Last Modified: Mar 30, 2024
Affected Product(s):
F5OS F5OS
Known Affected Versions:
F5OS-A 1.3.1, F5OS-A 1.3.2, F5OS-A 1.4.0
Fixed In:
F5OS-C 1.6.0, F5OS-A 1.5.0
Opened: Feb 13, 2023 Severity: 3-Major
The F5OS webUI allows web crawlers access to all content when the Management IP address is configured to have public internet access.
This impedes the ability to satisfy internal security compliance mandates.
If the Management IP address is configured to have public internet access.
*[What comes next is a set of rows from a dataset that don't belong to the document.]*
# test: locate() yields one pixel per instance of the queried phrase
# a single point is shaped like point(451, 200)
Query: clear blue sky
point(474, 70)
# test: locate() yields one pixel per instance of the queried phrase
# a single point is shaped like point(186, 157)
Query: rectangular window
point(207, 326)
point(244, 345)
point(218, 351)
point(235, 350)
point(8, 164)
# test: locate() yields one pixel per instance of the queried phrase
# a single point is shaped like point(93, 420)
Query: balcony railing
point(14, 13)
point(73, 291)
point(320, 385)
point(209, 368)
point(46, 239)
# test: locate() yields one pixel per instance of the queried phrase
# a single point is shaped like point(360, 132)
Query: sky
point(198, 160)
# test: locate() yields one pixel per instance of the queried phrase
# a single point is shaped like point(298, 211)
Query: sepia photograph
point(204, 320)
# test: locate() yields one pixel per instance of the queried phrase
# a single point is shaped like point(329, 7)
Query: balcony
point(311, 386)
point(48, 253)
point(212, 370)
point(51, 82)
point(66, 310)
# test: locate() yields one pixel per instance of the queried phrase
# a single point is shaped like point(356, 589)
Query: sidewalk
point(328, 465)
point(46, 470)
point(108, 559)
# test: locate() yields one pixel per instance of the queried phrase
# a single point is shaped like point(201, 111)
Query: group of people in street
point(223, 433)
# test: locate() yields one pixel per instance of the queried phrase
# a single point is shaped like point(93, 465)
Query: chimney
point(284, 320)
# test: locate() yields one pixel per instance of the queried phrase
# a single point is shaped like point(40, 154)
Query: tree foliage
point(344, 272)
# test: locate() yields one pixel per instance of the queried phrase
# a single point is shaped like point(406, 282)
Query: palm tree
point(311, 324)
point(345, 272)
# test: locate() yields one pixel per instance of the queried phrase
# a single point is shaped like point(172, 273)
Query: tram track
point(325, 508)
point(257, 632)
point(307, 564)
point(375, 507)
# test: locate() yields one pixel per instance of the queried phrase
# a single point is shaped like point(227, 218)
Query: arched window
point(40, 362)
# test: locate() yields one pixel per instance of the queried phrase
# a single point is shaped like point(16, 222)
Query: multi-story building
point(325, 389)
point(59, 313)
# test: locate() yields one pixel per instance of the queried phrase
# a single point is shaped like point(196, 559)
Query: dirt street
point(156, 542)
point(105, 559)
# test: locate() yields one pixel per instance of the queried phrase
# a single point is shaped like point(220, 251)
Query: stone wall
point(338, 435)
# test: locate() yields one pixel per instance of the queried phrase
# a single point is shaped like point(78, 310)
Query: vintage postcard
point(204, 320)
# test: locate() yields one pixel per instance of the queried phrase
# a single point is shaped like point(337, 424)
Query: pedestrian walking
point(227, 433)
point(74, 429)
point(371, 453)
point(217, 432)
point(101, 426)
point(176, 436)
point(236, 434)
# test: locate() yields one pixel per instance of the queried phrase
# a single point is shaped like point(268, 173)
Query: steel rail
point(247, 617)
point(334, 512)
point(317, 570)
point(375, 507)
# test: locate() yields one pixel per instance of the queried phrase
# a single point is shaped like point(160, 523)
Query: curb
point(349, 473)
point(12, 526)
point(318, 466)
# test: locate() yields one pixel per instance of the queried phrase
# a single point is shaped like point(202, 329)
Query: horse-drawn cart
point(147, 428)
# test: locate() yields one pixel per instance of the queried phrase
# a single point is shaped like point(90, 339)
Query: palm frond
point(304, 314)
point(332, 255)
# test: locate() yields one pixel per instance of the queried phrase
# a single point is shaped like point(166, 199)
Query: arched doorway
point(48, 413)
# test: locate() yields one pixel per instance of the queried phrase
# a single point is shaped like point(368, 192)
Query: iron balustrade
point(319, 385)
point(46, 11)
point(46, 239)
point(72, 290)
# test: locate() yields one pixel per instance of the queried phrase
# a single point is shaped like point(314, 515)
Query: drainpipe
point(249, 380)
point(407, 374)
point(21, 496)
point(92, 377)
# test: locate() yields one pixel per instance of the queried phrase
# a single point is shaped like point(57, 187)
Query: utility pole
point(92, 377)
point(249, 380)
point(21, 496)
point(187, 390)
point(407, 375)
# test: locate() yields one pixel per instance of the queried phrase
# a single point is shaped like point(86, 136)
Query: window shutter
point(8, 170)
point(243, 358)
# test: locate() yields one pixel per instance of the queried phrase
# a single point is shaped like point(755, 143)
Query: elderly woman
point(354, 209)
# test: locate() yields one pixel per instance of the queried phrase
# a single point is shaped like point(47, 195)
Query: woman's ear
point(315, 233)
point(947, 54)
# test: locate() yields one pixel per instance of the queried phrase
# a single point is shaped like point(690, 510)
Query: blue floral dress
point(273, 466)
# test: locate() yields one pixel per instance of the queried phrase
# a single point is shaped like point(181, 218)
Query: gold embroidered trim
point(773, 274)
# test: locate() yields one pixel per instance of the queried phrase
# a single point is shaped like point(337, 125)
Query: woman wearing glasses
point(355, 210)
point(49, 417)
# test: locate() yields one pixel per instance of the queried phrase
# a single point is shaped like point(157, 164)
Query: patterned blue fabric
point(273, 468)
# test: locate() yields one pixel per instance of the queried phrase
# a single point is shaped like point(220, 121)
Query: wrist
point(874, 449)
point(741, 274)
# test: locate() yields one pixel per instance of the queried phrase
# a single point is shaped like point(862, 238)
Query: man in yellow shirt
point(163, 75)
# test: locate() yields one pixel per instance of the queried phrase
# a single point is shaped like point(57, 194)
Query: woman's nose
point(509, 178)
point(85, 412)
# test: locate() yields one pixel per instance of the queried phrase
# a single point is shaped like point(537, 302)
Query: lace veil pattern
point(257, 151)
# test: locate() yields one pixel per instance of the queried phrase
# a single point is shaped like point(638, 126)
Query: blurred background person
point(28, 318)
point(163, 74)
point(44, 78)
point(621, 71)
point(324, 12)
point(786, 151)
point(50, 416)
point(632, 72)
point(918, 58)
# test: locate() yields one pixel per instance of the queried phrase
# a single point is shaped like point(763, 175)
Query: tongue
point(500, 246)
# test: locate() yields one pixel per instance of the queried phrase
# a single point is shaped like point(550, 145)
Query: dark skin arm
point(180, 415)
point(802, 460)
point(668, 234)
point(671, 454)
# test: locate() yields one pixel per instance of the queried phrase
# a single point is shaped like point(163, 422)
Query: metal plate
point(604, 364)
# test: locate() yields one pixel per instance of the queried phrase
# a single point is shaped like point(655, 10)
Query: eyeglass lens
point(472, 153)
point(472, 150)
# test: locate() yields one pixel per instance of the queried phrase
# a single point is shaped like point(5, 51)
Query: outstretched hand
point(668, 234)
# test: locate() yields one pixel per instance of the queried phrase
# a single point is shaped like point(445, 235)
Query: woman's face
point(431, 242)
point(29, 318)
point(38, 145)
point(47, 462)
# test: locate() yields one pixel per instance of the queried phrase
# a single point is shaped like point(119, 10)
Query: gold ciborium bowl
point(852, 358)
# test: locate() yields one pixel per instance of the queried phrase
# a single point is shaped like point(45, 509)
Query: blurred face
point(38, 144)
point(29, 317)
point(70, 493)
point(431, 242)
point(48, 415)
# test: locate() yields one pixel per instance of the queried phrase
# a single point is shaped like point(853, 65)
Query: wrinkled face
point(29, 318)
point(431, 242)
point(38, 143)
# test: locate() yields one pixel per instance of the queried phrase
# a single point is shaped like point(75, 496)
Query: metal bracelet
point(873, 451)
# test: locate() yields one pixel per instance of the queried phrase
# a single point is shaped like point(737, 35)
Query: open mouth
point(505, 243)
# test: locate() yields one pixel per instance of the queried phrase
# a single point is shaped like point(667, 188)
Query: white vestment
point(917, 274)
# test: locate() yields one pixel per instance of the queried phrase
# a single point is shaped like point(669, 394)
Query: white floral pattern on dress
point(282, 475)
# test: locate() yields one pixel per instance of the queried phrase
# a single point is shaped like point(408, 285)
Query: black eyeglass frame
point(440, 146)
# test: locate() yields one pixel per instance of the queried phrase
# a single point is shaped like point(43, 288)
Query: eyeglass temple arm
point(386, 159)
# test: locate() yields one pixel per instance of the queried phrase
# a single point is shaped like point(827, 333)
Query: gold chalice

To mitigate the issue, you can manipulate the contents of the robots.txt file inside the webUI container as demonstrated below: $ ssh root@10.238.160.60 root@10.238.160.60's password: [root@appliance-1 ~]# docker exec -it vanquish-gui bash [root@d6303361e100 /]# cd /app/build [root@d6303361e100 build]# echo "User-agent: *" > robots.txt [root@d6303361e100 build]# echo "Disallow: /" >> robots.txt [root@d6303361e100 build]# cat robots.txt User-agent: * Disallow: / [root@d6303361e100 build]# exit exit [root@appliance-1 ~]# exit logout Connection to 10.238.160.60 closed.
Robots.txt now disallows web crawlers access to any content.